Nasdaq-listed companies began receiving letters from the exchange during the week of Dec. 8, stating that Nasdaq does not intend to seek further review of the decision. As a result, companies will no longer be required to comply with the Rule, although Nasdaq may undertake future rulemaking attempts. But given the imminent change in administration, any such action in the near future appears unlikely.
Companies should nevertheless evaluate their shareholders, employees, customers, and other constituencies’ expectations and consider tailoring their diversity program disclosures accordingly.
The Legal Challenge to Nasdaq’s Diversity Disclosure Rules
In Alliance for Fair Board Recruitment v. SEC, the Fifth Circuit struck down Nasdaq Rule 5605(f) requiring listed companies to disclose their boards’ gender, sexual orientation, and racial makeup, or to explain why the companies were unable to achieve the mandated diversity metrics.
The majority of a divided en banc court rejected Nasdaq’s board diversity rules as exceeding the purposes of the Exchange Act. Following an extensive historical analysis of the 1934 Exchange Act and its 1975 Amendments, the court’s majority concluded that nothing in the Exchange Act required disclosure “for disclosure’s sake,” noting the act’s purpose was to prevent market abuses.
The court also rejected the SEC’s argument that the diversity disclosure rule was designed to remove impediments to a “free and open market” because fostering a free and open market entailed enacting measures to reduce transaction costs associated with executing securities trades. “Equipping investors to make investment and voting decisions might be a good idea, but it has nothing to do with the execution of securities transactions.”
The court also rejected the SEC’s argument that the Rule was designed to protect investors and the public interest. It found that this “catch-all” provision of the Exchange Act was intended to address “speculation, manipulation, fraud, and anticompetitive exchange behavior.” To that end, diversity did not implicate the public interest because the SEC failed to establish a “link between the racial, gender and LGTBQ+ identities of a company’s board members and ‘the quality of a company’s financial reporting, internal controls, public disclosures and management oversight.’”
The court also found that the SEC had provided no empirical support for its claimed relationship between board diversity and corporate governance quality. The court reasoned that, even if board diversity information was important to investors, nothing in the Exchange Act granted this type of rulemaking authority under a broad public interest provision.

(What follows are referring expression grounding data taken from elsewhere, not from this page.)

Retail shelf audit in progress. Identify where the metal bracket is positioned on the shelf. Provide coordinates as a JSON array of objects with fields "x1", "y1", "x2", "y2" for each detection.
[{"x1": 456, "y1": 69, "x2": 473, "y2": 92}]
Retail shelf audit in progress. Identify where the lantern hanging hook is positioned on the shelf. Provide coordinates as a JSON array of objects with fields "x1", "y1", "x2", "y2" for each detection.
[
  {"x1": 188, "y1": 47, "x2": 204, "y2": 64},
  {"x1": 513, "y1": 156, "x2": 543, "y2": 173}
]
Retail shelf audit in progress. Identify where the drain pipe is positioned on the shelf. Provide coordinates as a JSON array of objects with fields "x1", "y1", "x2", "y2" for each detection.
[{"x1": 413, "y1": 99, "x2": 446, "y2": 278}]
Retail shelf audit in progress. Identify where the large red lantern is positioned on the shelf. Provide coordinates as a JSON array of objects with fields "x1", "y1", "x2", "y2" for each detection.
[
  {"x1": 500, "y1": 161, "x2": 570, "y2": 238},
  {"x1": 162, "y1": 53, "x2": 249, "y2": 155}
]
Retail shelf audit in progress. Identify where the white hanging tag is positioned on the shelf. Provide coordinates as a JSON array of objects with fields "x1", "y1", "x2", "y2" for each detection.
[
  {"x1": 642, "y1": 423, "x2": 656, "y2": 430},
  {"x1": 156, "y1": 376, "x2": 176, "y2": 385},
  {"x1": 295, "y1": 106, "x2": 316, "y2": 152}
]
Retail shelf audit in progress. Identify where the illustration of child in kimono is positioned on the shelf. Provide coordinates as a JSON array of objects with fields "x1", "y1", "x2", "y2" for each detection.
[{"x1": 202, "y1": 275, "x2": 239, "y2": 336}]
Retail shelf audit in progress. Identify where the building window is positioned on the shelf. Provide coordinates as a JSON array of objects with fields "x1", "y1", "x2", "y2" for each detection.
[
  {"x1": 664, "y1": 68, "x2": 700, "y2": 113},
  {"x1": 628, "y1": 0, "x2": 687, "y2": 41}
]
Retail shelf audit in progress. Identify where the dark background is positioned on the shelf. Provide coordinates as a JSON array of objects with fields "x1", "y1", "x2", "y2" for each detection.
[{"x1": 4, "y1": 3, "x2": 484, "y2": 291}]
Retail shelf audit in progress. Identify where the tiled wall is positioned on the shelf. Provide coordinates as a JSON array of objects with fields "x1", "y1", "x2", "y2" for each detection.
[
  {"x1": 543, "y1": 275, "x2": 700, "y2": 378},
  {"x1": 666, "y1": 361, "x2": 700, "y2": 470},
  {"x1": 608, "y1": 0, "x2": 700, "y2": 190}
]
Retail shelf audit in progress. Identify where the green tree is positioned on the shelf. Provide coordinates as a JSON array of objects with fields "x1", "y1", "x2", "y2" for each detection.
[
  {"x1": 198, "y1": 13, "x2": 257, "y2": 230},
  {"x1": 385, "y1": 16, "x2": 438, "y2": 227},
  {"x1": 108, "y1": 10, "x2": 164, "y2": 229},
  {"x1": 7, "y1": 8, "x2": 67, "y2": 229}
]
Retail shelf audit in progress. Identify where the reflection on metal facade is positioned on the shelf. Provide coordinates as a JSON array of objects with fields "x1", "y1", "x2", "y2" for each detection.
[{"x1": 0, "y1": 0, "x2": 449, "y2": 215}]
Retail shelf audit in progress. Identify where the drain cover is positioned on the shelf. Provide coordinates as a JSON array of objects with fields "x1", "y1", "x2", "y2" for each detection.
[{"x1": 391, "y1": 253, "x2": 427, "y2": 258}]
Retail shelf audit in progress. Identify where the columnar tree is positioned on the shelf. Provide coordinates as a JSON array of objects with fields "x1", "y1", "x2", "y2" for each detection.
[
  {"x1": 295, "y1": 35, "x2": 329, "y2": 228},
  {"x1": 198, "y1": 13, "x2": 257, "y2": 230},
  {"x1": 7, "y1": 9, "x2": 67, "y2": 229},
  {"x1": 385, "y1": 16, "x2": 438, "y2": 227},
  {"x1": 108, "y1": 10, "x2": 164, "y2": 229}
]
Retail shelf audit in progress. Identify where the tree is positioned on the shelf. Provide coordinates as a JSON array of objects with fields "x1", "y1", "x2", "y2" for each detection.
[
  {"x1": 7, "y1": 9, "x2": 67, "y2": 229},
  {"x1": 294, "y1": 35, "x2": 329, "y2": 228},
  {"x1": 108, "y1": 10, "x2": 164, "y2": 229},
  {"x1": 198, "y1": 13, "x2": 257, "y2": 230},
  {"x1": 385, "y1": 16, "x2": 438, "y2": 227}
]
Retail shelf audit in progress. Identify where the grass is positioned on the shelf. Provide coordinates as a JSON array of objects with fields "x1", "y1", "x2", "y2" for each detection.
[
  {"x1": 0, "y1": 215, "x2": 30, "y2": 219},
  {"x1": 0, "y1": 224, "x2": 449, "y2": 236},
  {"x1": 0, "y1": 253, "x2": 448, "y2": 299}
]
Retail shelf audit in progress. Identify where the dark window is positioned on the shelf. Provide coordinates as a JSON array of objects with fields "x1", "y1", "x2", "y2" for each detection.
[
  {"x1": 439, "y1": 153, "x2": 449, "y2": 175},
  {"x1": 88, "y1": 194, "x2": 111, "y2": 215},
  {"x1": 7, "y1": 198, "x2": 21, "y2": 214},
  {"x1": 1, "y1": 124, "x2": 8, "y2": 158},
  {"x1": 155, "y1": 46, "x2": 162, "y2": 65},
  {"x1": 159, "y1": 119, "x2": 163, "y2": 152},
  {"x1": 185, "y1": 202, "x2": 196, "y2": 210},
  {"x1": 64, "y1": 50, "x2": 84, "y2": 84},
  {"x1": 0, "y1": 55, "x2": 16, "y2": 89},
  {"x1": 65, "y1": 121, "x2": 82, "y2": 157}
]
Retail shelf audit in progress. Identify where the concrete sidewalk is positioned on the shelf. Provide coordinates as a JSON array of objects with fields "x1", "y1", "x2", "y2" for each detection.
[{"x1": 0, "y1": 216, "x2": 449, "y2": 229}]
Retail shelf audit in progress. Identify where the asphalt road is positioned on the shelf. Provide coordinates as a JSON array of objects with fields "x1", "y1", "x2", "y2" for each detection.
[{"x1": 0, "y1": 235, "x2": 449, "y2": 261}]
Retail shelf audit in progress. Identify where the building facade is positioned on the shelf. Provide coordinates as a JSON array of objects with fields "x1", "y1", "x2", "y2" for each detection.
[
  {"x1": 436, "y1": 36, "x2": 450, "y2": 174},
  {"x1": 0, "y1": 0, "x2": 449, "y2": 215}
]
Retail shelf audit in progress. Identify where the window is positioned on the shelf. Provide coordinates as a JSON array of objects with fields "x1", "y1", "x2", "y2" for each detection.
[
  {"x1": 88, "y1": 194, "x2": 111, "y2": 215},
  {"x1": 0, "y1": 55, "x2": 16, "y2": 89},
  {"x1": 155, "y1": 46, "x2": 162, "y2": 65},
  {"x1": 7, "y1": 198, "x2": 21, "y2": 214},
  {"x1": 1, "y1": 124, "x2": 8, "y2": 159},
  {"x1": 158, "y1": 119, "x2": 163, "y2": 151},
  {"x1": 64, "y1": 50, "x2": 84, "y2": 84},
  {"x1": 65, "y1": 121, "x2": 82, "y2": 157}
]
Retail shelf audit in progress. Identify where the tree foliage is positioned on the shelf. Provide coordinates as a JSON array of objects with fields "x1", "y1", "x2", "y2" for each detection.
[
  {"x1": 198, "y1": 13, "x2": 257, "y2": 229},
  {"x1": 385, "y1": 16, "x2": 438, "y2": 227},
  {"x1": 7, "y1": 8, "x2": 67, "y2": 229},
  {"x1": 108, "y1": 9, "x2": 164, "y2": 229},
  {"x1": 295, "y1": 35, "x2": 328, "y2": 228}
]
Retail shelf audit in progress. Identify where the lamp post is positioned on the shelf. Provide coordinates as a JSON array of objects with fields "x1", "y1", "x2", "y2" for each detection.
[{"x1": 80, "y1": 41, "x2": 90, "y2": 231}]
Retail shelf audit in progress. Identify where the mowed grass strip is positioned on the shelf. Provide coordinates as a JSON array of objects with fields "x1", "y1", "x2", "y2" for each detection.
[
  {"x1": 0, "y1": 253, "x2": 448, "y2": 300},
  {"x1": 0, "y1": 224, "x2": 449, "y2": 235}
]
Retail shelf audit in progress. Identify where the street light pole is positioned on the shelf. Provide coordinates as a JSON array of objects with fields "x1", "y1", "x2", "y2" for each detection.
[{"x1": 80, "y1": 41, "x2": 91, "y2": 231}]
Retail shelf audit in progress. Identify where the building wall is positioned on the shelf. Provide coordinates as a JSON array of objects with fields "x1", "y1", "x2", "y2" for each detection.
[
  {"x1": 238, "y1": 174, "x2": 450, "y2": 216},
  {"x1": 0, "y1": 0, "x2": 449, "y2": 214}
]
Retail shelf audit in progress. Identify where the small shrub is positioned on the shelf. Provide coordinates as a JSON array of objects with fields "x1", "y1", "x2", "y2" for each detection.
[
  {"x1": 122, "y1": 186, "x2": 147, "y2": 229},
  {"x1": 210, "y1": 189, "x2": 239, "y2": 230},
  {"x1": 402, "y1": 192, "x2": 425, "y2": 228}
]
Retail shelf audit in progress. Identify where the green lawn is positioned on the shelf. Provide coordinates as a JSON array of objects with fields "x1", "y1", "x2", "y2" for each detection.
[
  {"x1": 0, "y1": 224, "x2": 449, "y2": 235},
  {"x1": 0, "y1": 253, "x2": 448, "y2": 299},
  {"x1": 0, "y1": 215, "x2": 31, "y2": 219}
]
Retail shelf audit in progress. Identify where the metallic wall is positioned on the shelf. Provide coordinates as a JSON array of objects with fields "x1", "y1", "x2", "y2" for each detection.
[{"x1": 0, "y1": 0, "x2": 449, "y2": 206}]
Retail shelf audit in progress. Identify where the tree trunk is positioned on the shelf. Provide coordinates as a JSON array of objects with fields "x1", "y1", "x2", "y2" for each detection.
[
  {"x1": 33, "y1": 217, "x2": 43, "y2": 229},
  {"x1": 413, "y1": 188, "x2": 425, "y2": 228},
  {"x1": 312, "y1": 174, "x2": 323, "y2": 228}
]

The court also invoked the “major questions” doctrine as further grounds for determining that the SEC had outreached its authority. The court noted that diversity was among one of the more politically divisive issues in the nation and that there was no evidence that Congress had intended the SEC to wade into these waters. Further, the court found that during the Exchange Act’s introduction in 1934, the SEC never claimed the authority to impose anything resembling boardroom diversity requirements. By doing so now, the SEC had intruded into state-law domain.
Potential Alliance Decision Impact
The Alliance case is one of several recent decisions that have used the “major decisions” doctrine to trim the sails of regulatory agencies acting outside the recognized core of their remit. Viewed in that light, the case may be seen narrowly as a technical administrative law interpretation.

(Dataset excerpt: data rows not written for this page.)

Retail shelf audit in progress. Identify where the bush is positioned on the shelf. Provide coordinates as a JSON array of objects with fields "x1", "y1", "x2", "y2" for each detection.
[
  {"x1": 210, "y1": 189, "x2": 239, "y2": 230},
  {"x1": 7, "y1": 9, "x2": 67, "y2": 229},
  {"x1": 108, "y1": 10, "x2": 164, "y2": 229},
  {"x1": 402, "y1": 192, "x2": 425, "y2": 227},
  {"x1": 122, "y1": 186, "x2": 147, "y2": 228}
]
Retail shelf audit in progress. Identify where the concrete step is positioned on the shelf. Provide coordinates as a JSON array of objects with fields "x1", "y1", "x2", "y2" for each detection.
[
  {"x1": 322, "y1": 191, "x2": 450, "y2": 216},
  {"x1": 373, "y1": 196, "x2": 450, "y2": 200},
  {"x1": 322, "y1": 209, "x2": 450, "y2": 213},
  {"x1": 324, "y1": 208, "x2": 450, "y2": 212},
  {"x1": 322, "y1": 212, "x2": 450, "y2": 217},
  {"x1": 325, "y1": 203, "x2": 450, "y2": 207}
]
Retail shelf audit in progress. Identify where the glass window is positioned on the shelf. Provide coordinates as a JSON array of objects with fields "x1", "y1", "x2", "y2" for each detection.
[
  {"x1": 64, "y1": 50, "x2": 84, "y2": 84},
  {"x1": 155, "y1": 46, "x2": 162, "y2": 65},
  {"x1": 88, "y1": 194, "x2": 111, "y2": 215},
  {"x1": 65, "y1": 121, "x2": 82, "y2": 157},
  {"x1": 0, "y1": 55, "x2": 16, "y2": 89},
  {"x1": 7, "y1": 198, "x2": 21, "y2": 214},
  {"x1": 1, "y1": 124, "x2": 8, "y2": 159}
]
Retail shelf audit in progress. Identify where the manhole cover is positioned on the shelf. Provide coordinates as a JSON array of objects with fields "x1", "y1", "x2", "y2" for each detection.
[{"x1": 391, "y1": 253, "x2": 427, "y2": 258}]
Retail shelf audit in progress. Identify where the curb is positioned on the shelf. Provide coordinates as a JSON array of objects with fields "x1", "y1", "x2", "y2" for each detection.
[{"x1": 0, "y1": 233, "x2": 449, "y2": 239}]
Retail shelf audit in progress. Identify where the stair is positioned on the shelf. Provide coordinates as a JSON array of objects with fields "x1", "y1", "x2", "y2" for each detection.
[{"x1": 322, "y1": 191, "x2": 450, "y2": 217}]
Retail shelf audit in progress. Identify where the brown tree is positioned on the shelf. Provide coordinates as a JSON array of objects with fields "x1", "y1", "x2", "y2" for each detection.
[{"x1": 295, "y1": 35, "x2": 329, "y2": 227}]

A broader reading of Alliance suggests it further evidences a limitation on governmental efforts to use regulatory rulemaking authority to foster progressive social goals.
While the Alliance terminates the current Nasdaq disclosure rule, companies should be aware of the continuing interest in (and support for or opposition to) diverse board representation among their constituencies and consider shaping their responses accordingly.